Manhattan Associates' record earnings were helped by exceptional growth in cloud subscriptions, a cornerstone of its revised business strategy. The growth here shows the effective shift towards Software-as-a-Service (SaaS) models. This transition supports stability and aligns with broader industry trends towards cloud computing. Services revenue also recorded an increase to $137 million, up from $128 million, further reinforcing the company's success in its service-oriented approach.

The company's operating income saw notable improvement, with GAAP operating income reaching $75.1 million, marking a 40% increase year over year. The firm's non-GAAP adjusted operating income climbed to $98.9 million, highlighting efficient cost management practices. Despite the successes, there was a slight decline in license revenue, from $3.9 million to $3.8 million, indicating a market preference shift towards subscription models over traditional licenses.

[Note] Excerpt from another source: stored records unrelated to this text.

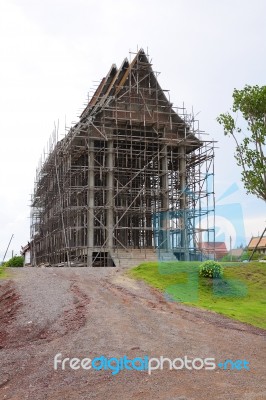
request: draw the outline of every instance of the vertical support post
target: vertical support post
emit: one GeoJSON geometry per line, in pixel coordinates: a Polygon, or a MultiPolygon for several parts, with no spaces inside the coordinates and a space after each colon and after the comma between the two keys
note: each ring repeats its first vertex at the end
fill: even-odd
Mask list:
{"type": "Polygon", "coordinates": [[[160,248],[168,250],[170,247],[170,237],[169,237],[169,182],[168,182],[168,156],[167,156],[167,145],[164,145],[161,150],[162,160],[161,160],[161,186],[162,186],[162,215],[161,220],[161,230],[162,230],[162,243],[160,248]]]}
{"type": "Polygon", "coordinates": [[[94,246],[94,141],[88,142],[88,192],[87,192],[87,267],[92,267],[94,246]]]}
{"type": "Polygon", "coordinates": [[[82,245],[81,244],[81,214],[80,214],[79,206],[80,206],[80,194],[77,193],[77,219],[76,219],[76,243],[75,243],[76,257],[80,256],[81,253],[80,253],[79,247],[82,245]]]}
{"type": "Polygon", "coordinates": [[[114,142],[112,139],[107,142],[107,247],[110,252],[113,250],[113,229],[114,229],[114,142]]]}
{"type": "Polygon", "coordinates": [[[180,222],[181,222],[181,251],[184,261],[189,261],[188,235],[187,235],[187,199],[186,199],[186,150],[185,146],[179,149],[179,176],[180,176],[180,222]]]}

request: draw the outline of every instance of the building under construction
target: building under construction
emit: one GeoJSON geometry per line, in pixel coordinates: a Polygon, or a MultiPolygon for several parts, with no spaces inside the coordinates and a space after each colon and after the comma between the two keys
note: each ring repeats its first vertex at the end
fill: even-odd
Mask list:
{"type": "Polygon", "coordinates": [[[37,170],[31,263],[114,266],[202,258],[214,242],[213,142],[170,103],[140,50],[112,65],[37,170]]]}

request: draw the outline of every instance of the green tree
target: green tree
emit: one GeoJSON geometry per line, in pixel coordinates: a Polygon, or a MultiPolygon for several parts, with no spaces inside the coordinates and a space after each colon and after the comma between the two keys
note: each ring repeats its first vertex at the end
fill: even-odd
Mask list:
{"type": "Polygon", "coordinates": [[[220,114],[217,121],[223,126],[224,134],[234,138],[235,158],[242,168],[247,193],[266,201],[266,86],[246,85],[242,90],[234,89],[232,111],[233,115],[220,114]],[[245,121],[244,132],[236,124],[239,112],[245,121]]]}
{"type": "MultiPolygon", "coordinates": [[[[250,256],[252,254],[252,251],[244,251],[244,253],[241,256],[241,261],[249,260],[250,256]]],[[[252,256],[252,260],[259,260],[261,258],[261,255],[259,252],[255,251],[252,256]]]]}
{"type": "Polygon", "coordinates": [[[24,265],[23,256],[14,256],[10,258],[10,260],[4,263],[5,267],[23,267],[23,265],[24,265]]]}

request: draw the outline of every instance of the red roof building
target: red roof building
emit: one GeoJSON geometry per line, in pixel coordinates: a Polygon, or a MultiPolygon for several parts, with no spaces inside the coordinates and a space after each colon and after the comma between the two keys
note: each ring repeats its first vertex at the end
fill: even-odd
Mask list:
{"type": "Polygon", "coordinates": [[[220,259],[228,254],[225,242],[201,242],[199,249],[208,258],[220,259]]]}

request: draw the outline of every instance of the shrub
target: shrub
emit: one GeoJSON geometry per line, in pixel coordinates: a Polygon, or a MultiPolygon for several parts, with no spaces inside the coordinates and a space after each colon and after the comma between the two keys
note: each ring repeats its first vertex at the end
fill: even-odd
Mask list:
{"type": "Polygon", "coordinates": [[[24,265],[23,256],[14,256],[5,263],[5,267],[23,267],[23,265],[24,265]]]}
{"type": "MultiPolygon", "coordinates": [[[[251,254],[252,254],[252,251],[245,251],[245,252],[242,254],[241,261],[246,261],[246,260],[248,260],[249,257],[251,256],[251,254]]],[[[254,253],[253,256],[252,256],[252,260],[256,261],[256,260],[258,260],[259,258],[260,258],[260,253],[258,253],[257,251],[255,251],[255,253],[254,253]]]]}
{"type": "Polygon", "coordinates": [[[221,278],[223,267],[217,261],[208,260],[199,266],[199,276],[204,278],[221,278]]]}

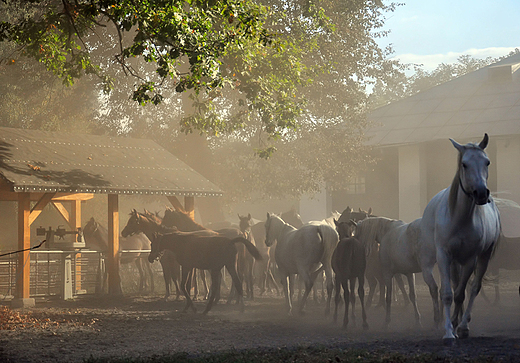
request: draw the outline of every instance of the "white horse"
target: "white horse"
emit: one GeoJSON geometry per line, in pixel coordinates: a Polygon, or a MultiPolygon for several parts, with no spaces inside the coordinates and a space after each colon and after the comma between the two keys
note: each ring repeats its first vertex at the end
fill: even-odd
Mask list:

Management has acknowledged the global economic conditions as a factor of consideration, hinting at external economic pressures that could potentially affect future performance. The company also focuses on innovation through strategic R&D investments, which rose from $33.1 million to $34.3 million. This commitment to innovation sustains its reputation for cutting-edge, industry-leading software solutions.

Manhattan Associates continued its stock repurchase program, buying back 194,712 shares amounting to $49.7 million. This reflects management’s confidence in the company’s value and future outlook.

Looking Ahead

Looking forward, Manhattan Associates management expressed optimistic guidance for the remainder of 2024, projecting total revenue between $1.039 billion and $1.041 billion, reflecting a growth forecast of approximately 12%. The focus remains on enhancing its cloud service offerings and further transitioning clients to its SaaS platform, anticipating substantial EPS growth to underline its profitability.

Investors should keep an eye on the company's response to global economic uncertainties, which could pose risks to stable growth. New potential market opportunities and partnerships are also areas to watch, as they could influence future performance. Additionally, emphasis on steady innovation and new functionalities will be crucial to maintain its industry leadership and attract new business, ensuring continued success in forthcoming quarters.